Variation diagram of compression parameter with chemical indices

The strength does not have a strong relationship with chemical indices as shown in Table 5. The strength shows a moderate relationship with ATI, VRI, Lc, Rc, and CALMAG, and the relationships with WIP, SA, CIA, CIW, and PIA are weak. A very weak relationship exists between strength and PI, STI, and S/SAF. This indicates that the strength cannot be successfully predicted using chemical indices. The chemical indices are most suitable for predicting in situ v, followed by compression based on overall performance. Apart from relating indices with mechanical properties, practising engineers may need these indices, and this can be achieved by cross-correlation. Figure 11 presents cross-correlations of mineralogical and chemical indices. In Fig. 11a, Q increases with SA, and the relationship is statistically significant (r = 0.64, p value = 0.002). Also, Q reduces with ATI with strong regression statistics (Fig. 11b). This shows that the indices can be predicted depending on what is needed.

Fig. 11
figure 11

Cross-correlations of the indices; a Q versus SA and b Q versus ATI

Conclusions

Detailed experimental and statistical studies have been conducted into the geochemistry and predictability of mechanical behaviour of tropical clay using different techniques. Geochemistry allows the characterisation of tropical clay using chemical indices, and the tools investigated were physical, mineralogical, and chemical indices. This was achieved by the combination of elemental oxides determined by SEM equipped with EDS and extensive statistical analyses for samples from different locations and depths. In other to characterise geomaterials using chemical indices, they are commonly plotted against depth and using this approach the ATI, STI, and SA are the best for the characterisation of tropical clay.

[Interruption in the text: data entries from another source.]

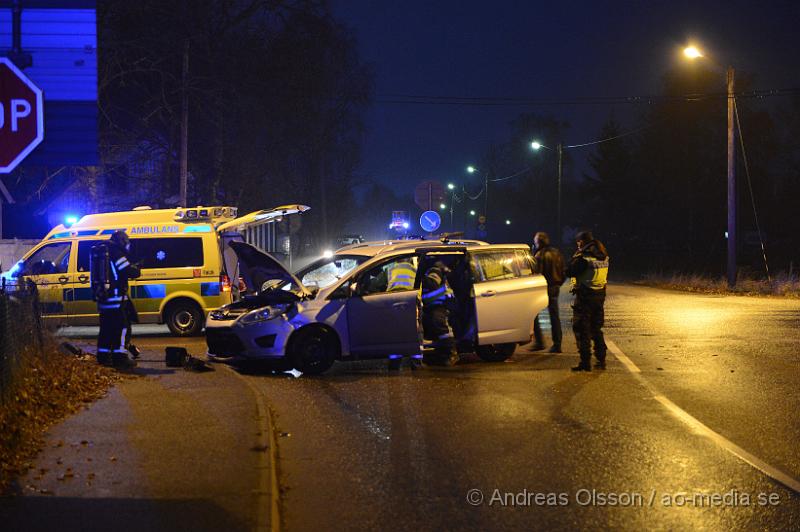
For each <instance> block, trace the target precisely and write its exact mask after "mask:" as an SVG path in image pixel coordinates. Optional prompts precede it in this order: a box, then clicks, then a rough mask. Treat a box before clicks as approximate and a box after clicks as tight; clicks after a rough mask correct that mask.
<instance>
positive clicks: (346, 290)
mask: <svg viewBox="0 0 800 532" xmlns="http://www.w3.org/2000/svg"><path fill="white" fill-rule="evenodd" d="M354 294H355V291H354V287H353V285H351V284H347V283H345V284H343V285H342V286H340V287H339V288H337V289H336V290H334V291H333V292H331V295H330V296H328V299H347V298H349V297H351V296H353V295H354Z"/></svg>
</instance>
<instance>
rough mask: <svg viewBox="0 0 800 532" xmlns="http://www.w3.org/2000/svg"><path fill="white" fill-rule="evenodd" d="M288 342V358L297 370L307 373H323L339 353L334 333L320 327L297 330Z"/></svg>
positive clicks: (306, 373)
mask: <svg viewBox="0 0 800 532" xmlns="http://www.w3.org/2000/svg"><path fill="white" fill-rule="evenodd" d="M290 342H291V343H290V345H289V349H288V351H289V360H291V363H292V365H293V366H294V367H295V368H296V369H297V370H298V371H301V372H303V373H306V374H308V375H319V374H321V373H325V372H326V371H328V369H330V367H331V366H332V365H333V362H334V360H336V357H337V356H338V355H339V342H338V341H337V339H336V337H335V335H334V333H333V332H331V331H330V330H328V329H324V328H322V327H314V328H310V329H305V330H301V331H298V332H297V333H295V336H294V337H292V339H291V340H290Z"/></svg>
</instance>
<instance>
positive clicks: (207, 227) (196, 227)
mask: <svg viewBox="0 0 800 532" xmlns="http://www.w3.org/2000/svg"><path fill="white" fill-rule="evenodd" d="M183 232H184V233H210V232H211V226H210V225H206V224H200V225H187V226H186V227H184V228H183Z"/></svg>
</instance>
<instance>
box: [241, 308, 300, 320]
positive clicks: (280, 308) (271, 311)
mask: <svg viewBox="0 0 800 532" xmlns="http://www.w3.org/2000/svg"><path fill="white" fill-rule="evenodd" d="M287 309H288V305H273V306H269V307H262V308H260V309H256V310H254V311H252V312H248V313H247V314H245V315H244V316H242V317H241V318H240V319H239V321H240V322H242V323H256V322H259V321H267V320H272V319H275V318H277V317H278V316H280V315H282V314H283V313H285V312H286V310H287Z"/></svg>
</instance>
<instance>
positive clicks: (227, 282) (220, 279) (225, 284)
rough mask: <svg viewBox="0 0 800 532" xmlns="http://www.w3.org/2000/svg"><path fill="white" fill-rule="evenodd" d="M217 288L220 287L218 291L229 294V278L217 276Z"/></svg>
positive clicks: (222, 274) (221, 276) (228, 277)
mask: <svg viewBox="0 0 800 532" xmlns="http://www.w3.org/2000/svg"><path fill="white" fill-rule="evenodd" d="M219 286H220V289H221V290H222V291H223V292H230V291H231V278H230V277H228V276H227V275H226V274H224V273H221V274H219Z"/></svg>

Another indicator has been used here for the characterisation of this material and can also be used instead of the usual depth approach. The in situ specific volume (v) defines the inherent behaviour of materials, and in considering in situ v as an indicator for characterising tropical clay using chemical indices, the best indices are ATI, STI, and SA. It is interesting to recognise that the same indices are the best for the two approaches. Comparing the depth and in situ v for characterising tropical clay. The performances of the two approaches are good, but the depth approach is better, and both can be used by practitioners working on the geomaterials.

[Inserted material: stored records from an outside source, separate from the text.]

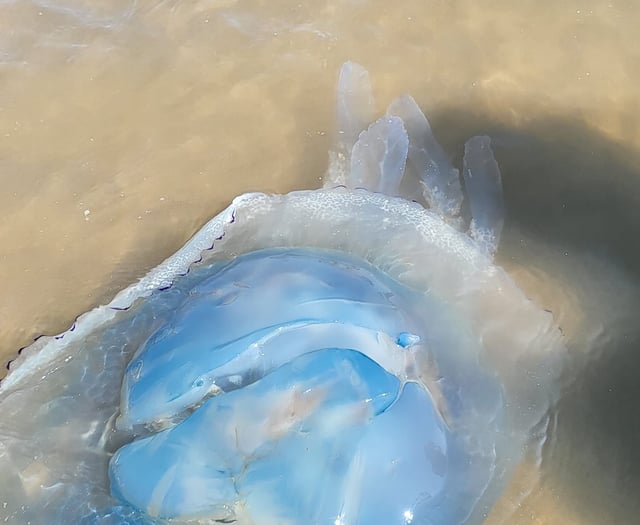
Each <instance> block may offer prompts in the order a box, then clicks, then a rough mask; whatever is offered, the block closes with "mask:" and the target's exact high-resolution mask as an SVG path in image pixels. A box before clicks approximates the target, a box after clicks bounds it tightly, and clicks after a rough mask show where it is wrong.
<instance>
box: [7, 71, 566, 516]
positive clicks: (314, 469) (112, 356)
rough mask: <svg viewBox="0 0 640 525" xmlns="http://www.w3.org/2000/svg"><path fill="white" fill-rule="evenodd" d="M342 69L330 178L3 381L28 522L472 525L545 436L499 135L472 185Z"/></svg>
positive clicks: (211, 231) (464, 151) (435, 142)
mask: <svg viewBox="0 0 640 525" xmlns="http://www.w3.org/2000/svg"><path fill="white" fill-rule="evenodd" d="M376 117H377V115H376V109H375V104H374V101H373V97H372V94H371V86H370V81H369V75H368V73H367V71H366V70H365V69H364V68H362V67H361V66H359V65H357V64H355V63H350V62H348V63H346V64H344V65H343V66H342V69H341V71H340V74H339V80H338V89H337V121H338V124H337V132H336V134H335V143H334V145H333V147H332V150H331V152H330V155H329V168H328V170H327V174H326V176H325V179H324V187H323V188H321V189H316V190H309V191H295V192H292V193H289V194H286V195H265V194H261V193H251V194H246V195H242V196H240V197H237V198H236V199H235V200H234V201H233V202H232V204H231V205H230V206H229V207H228V208H227V209H226V210H224V211H223V212H222V213H220V214H219V215H218V216H216V217H215V218H213V219H212V220H211V221H210V222H209V223H207V224H206V225H205V226H204V227H203V228H202V229H201V230H200V231H199V232H198V233H197V234H196V235H195V236H194V237H193V238H192V239H191V240H190V241H189V242H188V243H187V244H186V245H185V246H184V247H183V248H182V249H181V250H179V251H178V252H177V253H176V254H175V255H173V256H172V257H170V258H169V259H167V260H166V261H165V262H163V263H162V264H160V266H158V267H157V268H155V269H154V270H152V271H151V272H150V273H149V274H148V275H146V276H145V277H144V278H142V279H141V280H140V281H139V282H137V283H135V284H133V285H131V286H129V287H128V288H126V289H125V290H123V291H122V292H120V293H119V294H118V295H117V296H116V297H115V298H114V299H113V300H112V301H111V303H109V304H108V305H106V306H101V307H98V308H96V309H94V310H92V311H90V312H88V313H86V314H84V315H81V316H80V317H79V318H78V319H77V320H76V322H75V323H74V325H73V326H72V327H71V328H70V329H69V330H68V331H66V332H65V333H62V334H60V335H58V336H55V337H42V338H40V339H38V340H36V342H35V343H33V344H32V345H31V346H30V347H28V348H26V349H25V350H24V351H23V352H22V353H21V355H20V356H19V357H18V358H17V359H16V360H15V361H14V362H13V363H12V364H11V366H10V367H9V368H10V370H9V374H8V375H7V377H6V378H5V379H4V380H3V381H2V384H1V385H0V490H1V494H0V505H1V508H2V510H1V511H0V514H2V515H3V517H5V521H9V522H11V523H17V524H32V525H36V524H49V525H50V524H54V525H58V524H69V523H73V524H81V525H90V524H113V525H134V524H135V525H154V524H155V525H158V524H164V523H171V524H176V525H178V524H212V523H238V524H240V525H245V524H255V525H272V524H285V525H286V524H291V525H293V524H305V525H307V524H318V525H324V524H326V525H372V524H384V525H393V524H410V523H416V524H428V525H458V524H479V523H482V522H483V521H484V520H485V518H486V516H487V514H488V513H489V512H490V510H491V508H492V507H493V506H494V504H495V502H496V501H497V499H498V498H499V497H500V495H501V494H502V492H503V490H504V488H505V486H506V484H507V482H508V481H509V479H510V477H511V476H512V474H513V472H514V468H515V467H516V466H517V465H518V463H519V462H520V461H521V460H522V458H523V454H524V451H525V450H526V449H527V446H529V447H530V449H531V447H533V449H536V446H535V445H536V442H535V439H534V438H532V436H534V434H536V433H537V434H538V435H539V434H543V433H544V432H543V431H540V429H541V428H542V429H544V428H545V424H546V422H548V418H549V411H550V408H551V406H552V404H553V402H554V399H555V396H556V390H557V383H558V377H559V372H560V370H561V365H562V361H563V355H564V346H563V342H562V338H561V335H560V332H559V330H558V328H557V326H556V325H555V323H554V321H553V319H552V316H551V314H550V313H548V312H545V311H543V310H542V309H540V308H539V307H537V306H536V305H535V304H534V303H533V302H531V301H530V300H529V299H527V297H526V296H525V295H524V294H523V292H522V291H521V290H520V289H519V288H518V287H517V285H516V284H515V283H514V281H513V280H512V279H511V278H510V277H509V275H508V274H507V273H506V272H505V271H504V270H503V269H501V268H500V267H498V266H496V265H495V264H494V263H493V254H494V252H495V250H496V247H497V245H498V241H499V238H500V232H501V229H502V224H503V217H504V210H503V203H502V186H501V178H500V171H499V168H498V165H497V163H496V161H495V159H494V157H493V153H492V150H491V147H490V140H489V138H488V137H474V138H472V139H470V140H469V141H468V142H467V143H466V145H465V151H464V158H463V162H462V177H460V172H459V171H458V170H457V169H455V168H454V167H453V165H452V164H451V162H450V160H449V158H448V156H447V155H446V154H445V152H444V151H443V150H442V148H441V147H440V145H439V144H438V143H437V142H436V140H435V138H434V136H433V134H432V131H431V128H430V125H429V122H428V121H427V119H426V117H425V116H424V114H423V113H422V111H421V110H420V108H419V106H418V104H417V103H416V102H415V101H414V99H413V98H411V97H410V96H402V97H400V98H398V99H396V100H394V101H393V102H391V104H390V105H389V107H388V109H387V111H386V113H385V114H384V115H383V116H381V117H379V118H377V119H376Z"/></svg>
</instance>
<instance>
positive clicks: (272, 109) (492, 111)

Physical indices and chemical indices are the best approaches for predicting in situ v. The physical index is the coefficient of uniformity and the chemical indices are SA, STI, and ATI. However, chemical indices are the most suitable approach for in situ v. For the compression behaviour, physical indices and chemical index are also the best approaches, and the physical indices are fines content and coefficient of uniformity, and the chemical index is SA. The physical indices are the most suitable predictors for compression behaviour. Physical index only is the best approach for strength, and the physical index is fines content, and the fines content is the only suitable index for predicting strength.

The mineralogical index-based approach is only suitable for predicting the compressibility of tropical clay. Considering the overall performance of the indices, physical indices are the most successful for strength, followed by in situ v and then the compression behaviour. In addition, chemical indices are best suited for in situ v, followed by the compression behaviour. Although some chemical indices are suitable for mechanical parameters, overall, physical indices are the best for predicting the mechanical behaviour of tropical clay. The empirical equations developed can serve as a guide and can be used by practitioners to estimate engineering properties needed for geological and geotechnical engineering design and analysis particularly at the early stage of the project when data availability may be a problem.